Bitcoin konusunda da uzun vadeli yükseliş beklentisi dile getirildi, ancak düşüşlerin alım fırsatı olduğu vurgulandı. Şirketlerin Bitcoin'i bilançolarına ekleyebileceği ve bunun mevzuatta yeri olabileceği bilgisi paylaşıldı. https://www.avazturk.com, bu yeni yatırım araçlarının ekonomik etkilerini ve düzenlemelerini izlemeye devam edecektir.

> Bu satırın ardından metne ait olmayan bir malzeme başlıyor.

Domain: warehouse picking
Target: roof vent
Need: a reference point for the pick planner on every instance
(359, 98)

Erken seçim senaryosu da konuşulanlar arasındaydı. Türkiye'de bir erken seçim hazırlığı olduğu, ancak İmamoğlu olayının iktidarın beklemediği kadar büyük bir tepkiye yol açtığı ve bu nedenle erken seçim senaryosunun şimdilik yattığı yorumu yapıldı. CHP lideri Özgür Özel'in Erdoğan'a 3 ay süre vererek erken seçim baskısı kurma stratejisinin önemli olduğu ve eğer meydanları etkin kullanırsa erken seçimin yeniden gündeme gelebileceği ifade edildi. Eğer erken seçim kararı alınırsa, ev veya araba gibi varlıkların satılıp borsaya girilmesi tavsiyesi espriyle karışık dile getirildi. Erdoğan sonrası taht kavgasının Bilal Erdoğan ve Berat Albayrak arasında yaşandığı, ancak Devlet Bahçeli'nin tutumunun bu durumu şimdilik ertelediği de kulis bilgisi olarak paylaşıldı.
Genel olarak, şu anki yüksek faiz oranlarının TL mevduat için cazip olduğu, borsanın kısa vadede olumlu bir hareket beklentisi taşımadığı, konutun yatırım amaçlı değil, nakit ile ve iyi pazarlıkla oturma amaçlı alınabileceği, doların belirli bir aralıkta seyredeceği, altının ise uzun vadeli stratejik öneme sahip olduğu ve düşüşlerin alım fırsatı olduğu yönünde görüşler dile getirildi. Hatta elinde nakit olanların şu an yatırım yapmaması, firmaların zora düşmesini bekleyerek fabrika veya şirket satın alabilecekleri gibi iddialı bir öngörü de paylaşıldı. Programın sonunda, Prag gibi yurt dışı şehirlerin, yüksek yerli turizm fiyatlarına kıyasla halen daha uygun olabileceği bilgisi paylaşıldı. Remzi Özdemir, Çekya Büyükelçisi'ne espriyle bir Prag gezisi ayarlaması çağrısı yaptı.